Colleges & Corruption: It's Complicated

The signals sent by sanctioned corruption might have fostered the admissions scandal

Colleges & Corruption: It's Complicated

This week’s college admissions scandal has generated a lot of interest and outrage. There’s much to be said about the way university admissions in the US have evolved into a pay-to-play scheme, with various fast-tracks into top schools for people with enough money and connections — all of it condoned, even encouraged.

In the midst of all this, I’ve been looking for a gem of perspective, and Tyler Cowen delivered it:

Of course universities have long taken money to let in unqualified applicants; what is happening here is they are going after the local rate busters.

Cowen’s point is that corruption, bias, and favoritism are know to exist in the college admissions process, but universities don’t want freelancers or scalpers selling off access at higher prices. It’s a cynical and funny perspective, and holds perhaps more than a grain of truth. After all, in a purely economic view, universities can’t let a side economy thrive that might imperil revenue sources of their own.

Then there’s the legal front, which is more flexible than we might like to imagine. We all get signals about what laws we can and can’t break. Police won’t pull you over for going 35 mph in a 25 mph zone in our area. So, we all go faster, knowing that some level of cheating is tolerated. If in doubt, we’ll pace the police cruiser, which is usually also going faster than the posted speed limit.

Signals like this tell us which laws are strictly enforced and which are not. (That said, these people tried to blow through town, and definitely needed to be stopped.) But what about a donor who slaps down $500,000 at the school his child ultimately attends the year she applies? That’s the equivalent of going 35 mph in a 25 mph zone. Everyone knows you’ll get away with it.

For parents seeking to get their kids into universities, there are a lot of legal and acceptable ways to game the system — legacy admissions, donations, paying for test prep, going for interviews, encouraging extracurriculars, getting your kids into sports, making multiple campus visits, securing letters of recommendation, networking with friends and connections, staging mock interviews, and more.

Bias permeates the education system, from disparities in funding school districts for K-12 education to disparities in access to pre-K programs. Race, class, and economic biases warp the system at a deep level. One could argue the system is understood intuitively to be gamed from the beginning — that the point of the system is to see how far you can go before you personally run out of gambits (or interest in playing the game).

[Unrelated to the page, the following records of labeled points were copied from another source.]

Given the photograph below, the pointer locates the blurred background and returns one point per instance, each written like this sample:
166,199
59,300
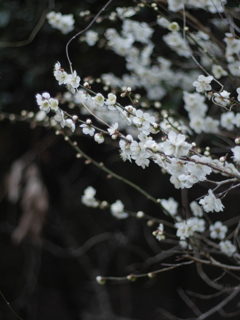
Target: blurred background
52,246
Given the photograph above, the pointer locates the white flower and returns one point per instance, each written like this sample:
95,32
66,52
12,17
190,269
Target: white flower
170,205
222,98
210,203
159,233
174,27
53,104
99,99
42,97
98,137
117,210
238,92
73,80
228,120
185,229
236,154
91,37
196,209
111,99
175,145
199,224
218,230
203,83
70,124
227,247
218,71
163,22
87,129
64,23
89,197
112,130
59,117
61,76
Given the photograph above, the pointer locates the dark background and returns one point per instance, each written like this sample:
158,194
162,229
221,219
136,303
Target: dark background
53,277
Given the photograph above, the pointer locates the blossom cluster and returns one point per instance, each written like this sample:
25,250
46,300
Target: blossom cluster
148,131
62,22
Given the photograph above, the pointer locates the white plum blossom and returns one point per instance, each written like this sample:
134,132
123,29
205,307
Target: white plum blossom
89,197
143,121
71,81
185,229
175,145
234,68
64,23
170,205
211,125
227,247
199,224
176,167
222,98
53,104
228,120
99,99
159,233
238,92
218,230
182,181
70,124
87,129
99,138
176,5
210,203
236,154
59,117
203,83
218,71
125,146
163,22
117,210
196,209
113,129
91,37
111,100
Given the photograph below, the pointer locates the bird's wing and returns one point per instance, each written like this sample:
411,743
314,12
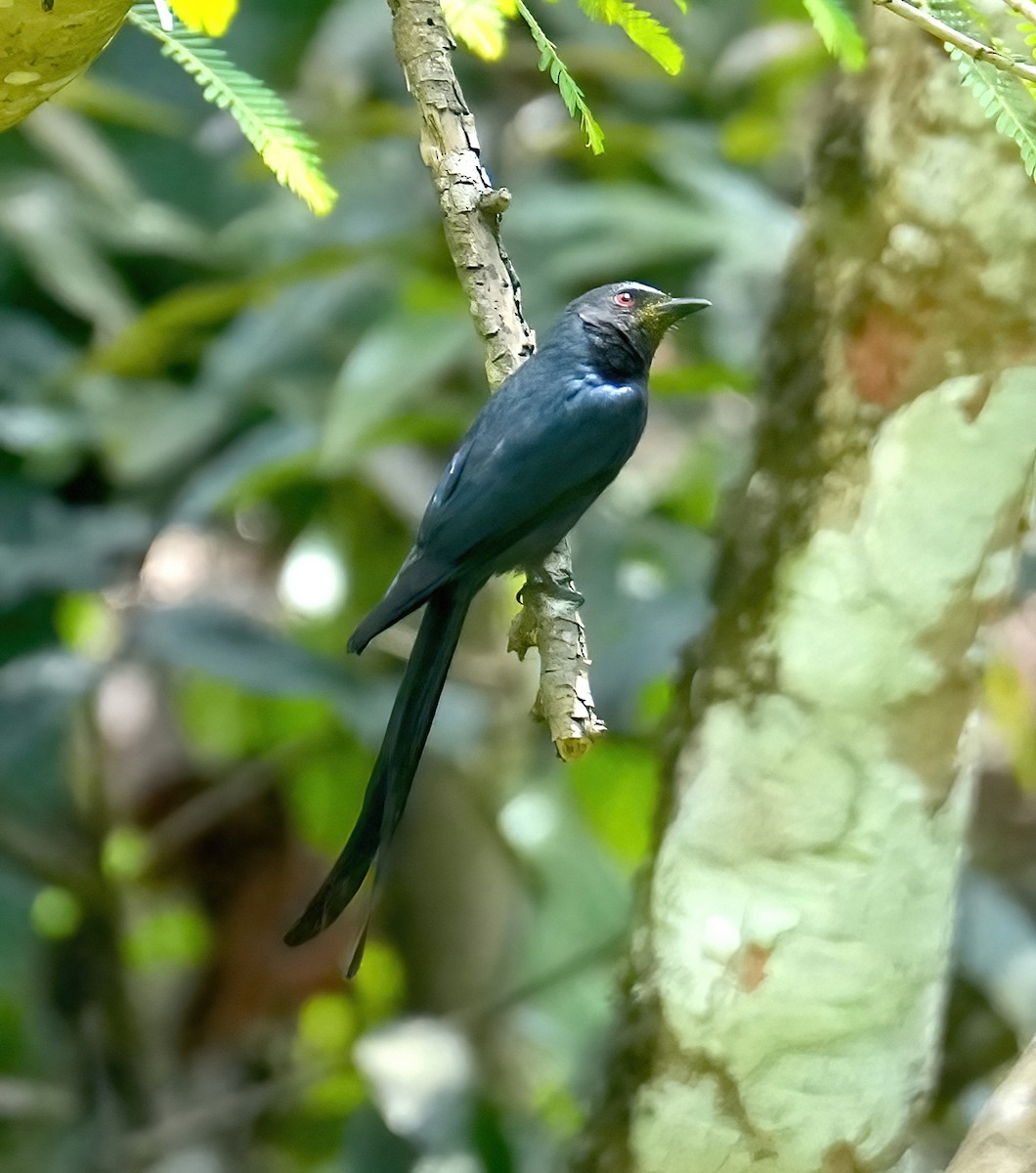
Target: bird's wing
533,453
532,462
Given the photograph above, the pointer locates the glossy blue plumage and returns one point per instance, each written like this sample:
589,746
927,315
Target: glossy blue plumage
540,452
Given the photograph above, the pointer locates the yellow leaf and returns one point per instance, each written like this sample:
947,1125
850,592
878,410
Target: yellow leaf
299,174
209,17
1008,701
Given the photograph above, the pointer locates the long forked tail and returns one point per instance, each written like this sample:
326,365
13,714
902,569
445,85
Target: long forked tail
397,762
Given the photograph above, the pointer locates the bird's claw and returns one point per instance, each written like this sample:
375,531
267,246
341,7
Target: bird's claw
550,589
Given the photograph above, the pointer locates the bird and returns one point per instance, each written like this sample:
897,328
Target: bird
541,451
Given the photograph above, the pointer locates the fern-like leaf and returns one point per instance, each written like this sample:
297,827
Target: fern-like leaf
838,30
641,27
1006,100
209,17
571,93
263,117
479,24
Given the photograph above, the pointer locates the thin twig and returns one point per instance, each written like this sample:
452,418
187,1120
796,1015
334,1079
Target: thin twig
472,209
44,857
961,41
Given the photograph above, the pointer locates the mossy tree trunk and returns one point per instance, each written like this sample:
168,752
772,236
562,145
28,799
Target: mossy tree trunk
788,978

What’s the result of such a system? Kids from the top end of the socioeconomic scale get into top schools far more often. In a 2017, the New York Times analyzed some trends. At 38 universities in the US, more students came from the Top 1% economic bracket than from the entire bottom 60% — including Yale, Tufts, and other Ivys. Opportunity does not seem to be reapportioned through education, with hardly any students outside the Top 20% getting into Ivys and Elites. The trend is pretty obvious — the class system becomes the education system, which reinforces the class system:

Most parents who experience getting a child into college come out feeling like the system is a game, and can sense which levers they can pull and which are out of reach. And while the parents and coaches and proctors in these cases went way out of bounds, the field of play isn’t level in the first place. Corruption begets corruption.

The other question that seemed to leave people scratching their heads was around how these unqualified students might fare. As Cowen writes in a Bloomberg essay:

First, these bribes only mattered because college itself has become too easy. . . . If the bribes allowed for the admission of unqualified students, then those students would find it difficult to finish their degrees. Yet most top schools tolerate rampant grade inflation and gently shepherd their students toward graduation. That’s because they realize that today’s students (and their parents) are future donors (and potential complainers on social media). It is easier for professors and administrators not to rock the boat. What does that say about standards at these august institutions of higher learning?

That’s another aspect of the corruption of the university to drive sales and marketing — once you’re in, you are virtually assured of getting through if you are willing and able to pay. It seems the only certain way to not complete college is to stop paying tuition.

While it’s easy to point at the perpetrators in the FBI investigation, the problems are larger and deeper — a corruption of a supposedly egalitarian and meritocratic education system by money, advantage, race, and class.

When it comes to how the US educational system has become corrupted by interests that go beyond its intended purposes and stated ideals, the current scandal seems pretty clear cut. But when you start to look for a part of the system that isn’t distorted by bias or corruptible elements — well, it’s complicated.